In 1983, the Joslyn property became a Superfund site and was placed on the federal National Priorities List. The federal Superfund program was established in 1980 in the wake of the Love Canal disaster in New York to fund cleanup of industrial sites that release or could potentially release substances hazardous to either human health or the environment. Joslyn had spent $17 million to clean up soils and groundwater to meet its legal obligations as mandated by federal and state regulations before vacating the site. Yet the Joslyn property remained too dirty to be redeveloped.

In 1998, a five-year, publicly funded cleanup began, which included redesigning and rebuilding the groundwater system. The total cost reached $8.5 million, with awards and investments coming from DEED ($3.9 million), the Met Council ($708,000), Real Estate Recycling ($730,000 for land acquisition), and the City of Brooklyn Center (about $3.2 million).

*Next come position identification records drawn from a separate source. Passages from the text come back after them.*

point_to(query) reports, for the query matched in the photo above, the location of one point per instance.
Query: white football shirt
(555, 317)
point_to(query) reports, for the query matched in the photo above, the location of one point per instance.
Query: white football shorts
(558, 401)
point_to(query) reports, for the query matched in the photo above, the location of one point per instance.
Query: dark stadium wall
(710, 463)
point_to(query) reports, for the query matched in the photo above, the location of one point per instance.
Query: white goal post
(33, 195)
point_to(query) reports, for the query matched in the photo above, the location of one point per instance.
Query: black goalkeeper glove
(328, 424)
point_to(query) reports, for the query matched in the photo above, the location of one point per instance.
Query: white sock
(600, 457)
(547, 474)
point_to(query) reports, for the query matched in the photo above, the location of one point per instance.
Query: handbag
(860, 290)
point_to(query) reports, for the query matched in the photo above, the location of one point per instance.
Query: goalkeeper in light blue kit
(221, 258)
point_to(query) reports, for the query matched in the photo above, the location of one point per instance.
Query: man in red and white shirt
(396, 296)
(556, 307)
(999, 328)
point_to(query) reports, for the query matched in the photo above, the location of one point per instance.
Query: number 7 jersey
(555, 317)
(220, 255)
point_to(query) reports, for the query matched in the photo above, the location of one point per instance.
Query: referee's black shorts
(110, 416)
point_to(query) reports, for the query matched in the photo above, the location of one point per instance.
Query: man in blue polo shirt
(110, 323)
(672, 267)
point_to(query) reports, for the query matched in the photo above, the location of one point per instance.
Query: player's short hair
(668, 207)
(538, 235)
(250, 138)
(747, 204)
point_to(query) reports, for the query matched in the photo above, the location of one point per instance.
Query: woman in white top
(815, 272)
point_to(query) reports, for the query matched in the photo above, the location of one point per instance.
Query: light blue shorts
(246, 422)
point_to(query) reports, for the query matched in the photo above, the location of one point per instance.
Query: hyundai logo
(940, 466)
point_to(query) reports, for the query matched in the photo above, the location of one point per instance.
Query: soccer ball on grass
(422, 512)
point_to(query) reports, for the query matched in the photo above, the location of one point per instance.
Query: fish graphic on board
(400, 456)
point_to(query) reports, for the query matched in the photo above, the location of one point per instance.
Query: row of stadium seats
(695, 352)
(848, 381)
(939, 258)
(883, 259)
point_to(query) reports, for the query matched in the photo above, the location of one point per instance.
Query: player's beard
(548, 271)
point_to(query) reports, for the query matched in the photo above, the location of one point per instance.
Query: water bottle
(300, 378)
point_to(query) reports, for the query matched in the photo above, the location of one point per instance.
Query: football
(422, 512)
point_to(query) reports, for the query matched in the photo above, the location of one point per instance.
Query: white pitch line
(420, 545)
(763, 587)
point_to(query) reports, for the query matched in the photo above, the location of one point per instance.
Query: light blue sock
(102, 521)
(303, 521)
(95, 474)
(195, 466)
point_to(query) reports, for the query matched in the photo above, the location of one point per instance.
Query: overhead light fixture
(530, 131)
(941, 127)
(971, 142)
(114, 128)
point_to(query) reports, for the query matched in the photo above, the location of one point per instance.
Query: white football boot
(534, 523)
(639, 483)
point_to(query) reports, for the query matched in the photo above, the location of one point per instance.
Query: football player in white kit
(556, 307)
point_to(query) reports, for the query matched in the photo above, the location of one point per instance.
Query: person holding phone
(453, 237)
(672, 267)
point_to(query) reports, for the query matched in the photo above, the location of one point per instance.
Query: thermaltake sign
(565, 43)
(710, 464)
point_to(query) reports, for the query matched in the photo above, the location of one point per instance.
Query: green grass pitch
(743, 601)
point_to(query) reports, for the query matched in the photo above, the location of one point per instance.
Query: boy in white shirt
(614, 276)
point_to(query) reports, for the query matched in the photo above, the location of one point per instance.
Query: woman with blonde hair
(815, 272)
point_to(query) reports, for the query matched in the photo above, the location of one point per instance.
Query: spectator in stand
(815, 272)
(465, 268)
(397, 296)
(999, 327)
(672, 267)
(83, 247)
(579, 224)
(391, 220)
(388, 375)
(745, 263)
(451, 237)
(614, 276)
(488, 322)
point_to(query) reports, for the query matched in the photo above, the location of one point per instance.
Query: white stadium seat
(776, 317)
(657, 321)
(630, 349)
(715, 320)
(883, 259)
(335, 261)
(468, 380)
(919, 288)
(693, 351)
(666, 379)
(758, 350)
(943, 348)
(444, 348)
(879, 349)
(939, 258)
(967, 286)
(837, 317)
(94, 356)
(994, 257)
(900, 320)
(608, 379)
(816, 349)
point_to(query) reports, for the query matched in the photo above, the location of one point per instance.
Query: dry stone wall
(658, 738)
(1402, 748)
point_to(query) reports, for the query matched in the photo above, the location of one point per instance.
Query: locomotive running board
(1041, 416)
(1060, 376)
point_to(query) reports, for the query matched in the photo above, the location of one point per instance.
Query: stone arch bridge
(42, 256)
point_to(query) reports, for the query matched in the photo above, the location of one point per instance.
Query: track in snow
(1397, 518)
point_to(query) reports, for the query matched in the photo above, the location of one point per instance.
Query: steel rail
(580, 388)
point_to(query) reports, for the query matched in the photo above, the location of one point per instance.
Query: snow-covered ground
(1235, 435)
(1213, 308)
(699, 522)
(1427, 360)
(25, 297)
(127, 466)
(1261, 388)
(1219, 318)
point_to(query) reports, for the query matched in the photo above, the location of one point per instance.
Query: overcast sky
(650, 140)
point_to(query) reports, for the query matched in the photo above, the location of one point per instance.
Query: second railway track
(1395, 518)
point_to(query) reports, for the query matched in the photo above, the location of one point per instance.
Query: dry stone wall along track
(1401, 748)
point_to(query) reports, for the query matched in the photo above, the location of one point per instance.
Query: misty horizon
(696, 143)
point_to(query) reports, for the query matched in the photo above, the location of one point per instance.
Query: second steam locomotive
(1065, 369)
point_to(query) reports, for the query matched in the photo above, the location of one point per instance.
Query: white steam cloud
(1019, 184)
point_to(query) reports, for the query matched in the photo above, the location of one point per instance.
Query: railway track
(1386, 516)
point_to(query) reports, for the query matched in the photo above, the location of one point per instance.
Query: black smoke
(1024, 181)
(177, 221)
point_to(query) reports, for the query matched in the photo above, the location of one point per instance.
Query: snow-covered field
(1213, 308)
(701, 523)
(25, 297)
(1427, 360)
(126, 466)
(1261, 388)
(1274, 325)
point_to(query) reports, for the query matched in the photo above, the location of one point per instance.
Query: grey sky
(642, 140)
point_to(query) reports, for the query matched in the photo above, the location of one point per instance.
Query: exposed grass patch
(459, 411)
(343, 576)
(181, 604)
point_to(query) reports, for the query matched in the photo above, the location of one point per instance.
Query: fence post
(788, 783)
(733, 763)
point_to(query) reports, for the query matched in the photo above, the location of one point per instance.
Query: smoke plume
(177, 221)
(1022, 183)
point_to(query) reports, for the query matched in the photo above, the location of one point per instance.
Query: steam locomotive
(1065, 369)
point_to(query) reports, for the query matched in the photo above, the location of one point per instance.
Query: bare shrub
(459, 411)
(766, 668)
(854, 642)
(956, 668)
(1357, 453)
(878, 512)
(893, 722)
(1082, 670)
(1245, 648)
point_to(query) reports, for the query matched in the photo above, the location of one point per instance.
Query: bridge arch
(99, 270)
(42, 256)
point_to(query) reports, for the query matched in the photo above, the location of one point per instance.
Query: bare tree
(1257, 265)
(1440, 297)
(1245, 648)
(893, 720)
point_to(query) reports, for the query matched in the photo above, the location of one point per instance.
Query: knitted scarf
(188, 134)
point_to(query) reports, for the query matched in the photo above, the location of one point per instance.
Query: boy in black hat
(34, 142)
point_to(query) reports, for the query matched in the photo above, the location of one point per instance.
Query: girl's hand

Once cleaned up, the site attracted more than $20 million in private investment. According to Tom Bublitz, community development specialist with the City of Brooklyn Center, redevelopment of the Joslyn site has created about 350 jobs and property taxes of $623,628 as of 2006. The site now is home to Caribou Coffee’s headquarters, a Wickes Furniture warehouse, and a multi-tenant office building. In 1998, when remediation began, the land was valued at close to $1.2 million; by 2006, its assessed value was more than $19 million.

Another particularly nasty Superfund site was the former 11-acre National Lead site on Highway 7 and Louisiana Avenue in St. Louis Park, which Real Estate Recycling purchased in February. National Lead had a smelter on the site that extracted the lead from old batteries. It then sold the extracted material to battery makers and other lead “consumers.” (The company is now called NL Industries, and is based in Dallas.) Like Joslyn, National Lead did what was required under state and federal regulations before vacating the property and selling it to an auto salvage business in the 1980s. Before public funding became available, buyers of contaminated sites often used such sites for aboveground storage, with no plans to redevelop them.